The liquid measurement flow line 108 is provided with a check valve 178. The check valve 178 assures a positive flow in the direction of the arrow 180, whereby it is possible to prevent intrusion of the gas portion 132 into the liquid measurement flow line 108. Reference numerals 150 and 174 denote valves controlled to be opened/closed by the controller 112.

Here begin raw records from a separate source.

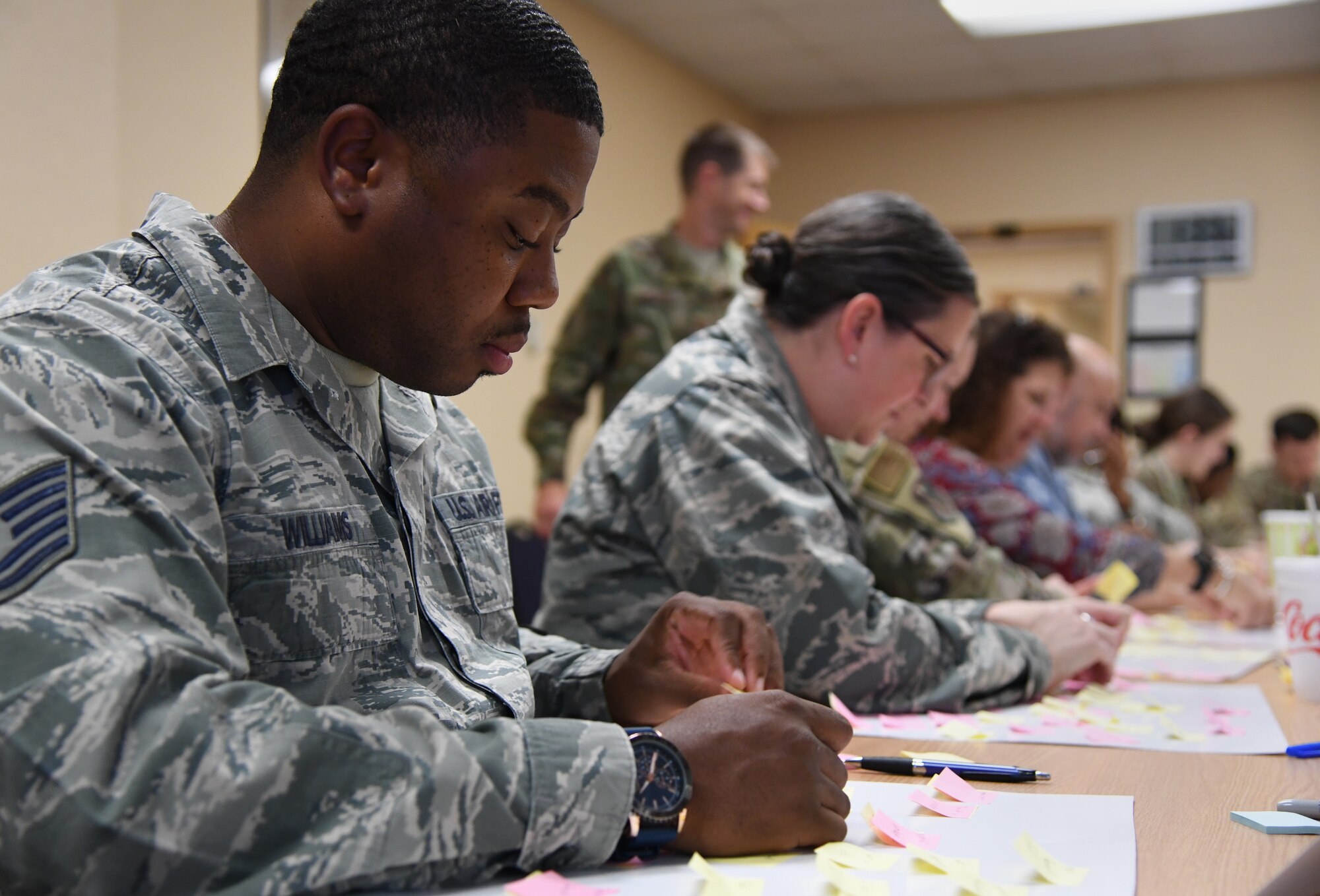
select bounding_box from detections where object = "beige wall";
[455,0,759,519]
[764,74,1320,470]
[0,0,259,289]
[0,0,1320,517]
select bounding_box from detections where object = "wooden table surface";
[847,666,1320,896]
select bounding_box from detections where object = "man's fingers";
[792,697,853,759]
[762,623,784,690]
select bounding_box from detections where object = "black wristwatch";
[614,728,692,860]
[1192,544,1214,591]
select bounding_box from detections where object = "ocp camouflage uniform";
[1239,463,1320,513]
[830,435,1060,603]
[536,298,1049,711]
[1135,451,1257,548]
[0,197,634,893]
[524,227,746,482]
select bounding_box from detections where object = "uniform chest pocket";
[224,507,399,662]
[432,488,513,612]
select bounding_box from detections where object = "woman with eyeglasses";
[536,193,1126,711]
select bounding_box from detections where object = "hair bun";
[746,230,793,296]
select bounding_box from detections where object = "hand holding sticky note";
[1093,560,1142,603]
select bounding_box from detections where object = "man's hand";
[986,598,1130,690]
[605,594,784,726]
[663,691,853,855]
[532,479,569,538]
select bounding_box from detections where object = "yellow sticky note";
[816,843,899,871]
[688,852,766,896]
[1158,713,1205,743]
[1012,831,1090,887]
[902,750,972,765]
[816,855,890,896]
[936,719,990,740]
[1094,560,1140,603]
[709,852,797,867]
[907,846,981,876]
[949,871,1027,896]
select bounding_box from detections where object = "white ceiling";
[583,0,1320,113]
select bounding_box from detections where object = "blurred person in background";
[1242,409,1320,513]
[536,193,1126,713]
[524,123,776,538]
[913,311,1269,625]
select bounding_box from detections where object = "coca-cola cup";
[1274,557,1320,702]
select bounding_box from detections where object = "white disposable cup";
[1274,557,1320,702]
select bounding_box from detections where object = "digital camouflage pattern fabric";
[525,228,746,480]
[0,197,634,895]
[1239,463,1320,513]
[536,298,1049,713]
[830,437,1060,603]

The production manifold 116 has valves 182 and 184 controlled via a path 190. The valves 182 and 184 are selectively constructed such that a multi-phase fluid from an oil well 186 or from a well combination (e.g., oil well 186 and gas well 188) is caused to flow through a rail 192 and distributed to the incoming multi-phase flow line 102. The other valves are selectively constructed such that the fluid is caused to flow through a bypass flow line 194 to thereby bypass the multi-phase flow measurement system 100.
Reference numerals 196 and 197 denote manual valves. A bypass line 198 on the inner side of the valves 196 and 197 causes the flow to bypass the multi-phase flow measurement system 100 when a valve 199 is opened and the valves 150 and 174 are closed. The multi-phase flow measurement system 100 is constructed as described above.
JP 08-201130 A discloses a prior-art technology for measuring the flow rate of a two-phase fluid consisting of liquid and gas, etc. More specifically, the publication discloses a technology regarding a turbine flowmeter adapted to measure the flow rate of a two-phase fluid consisting of liquid and gas while the fluid is a mixed-phase flow (mixture liquid) consisting of liquid and gas. The turbine flowmeter has a function similar to that of the ultrasonic flowmeter described above, and can replace the same. As is known, there is attained an effect that the turbine flowmeter can perform measurement at low cost with an apparatus having a simple structure and being superior in durability. Apart from the turbine flowmeter and the ultrasonic flowmeter, an orifice flowmeter is also known.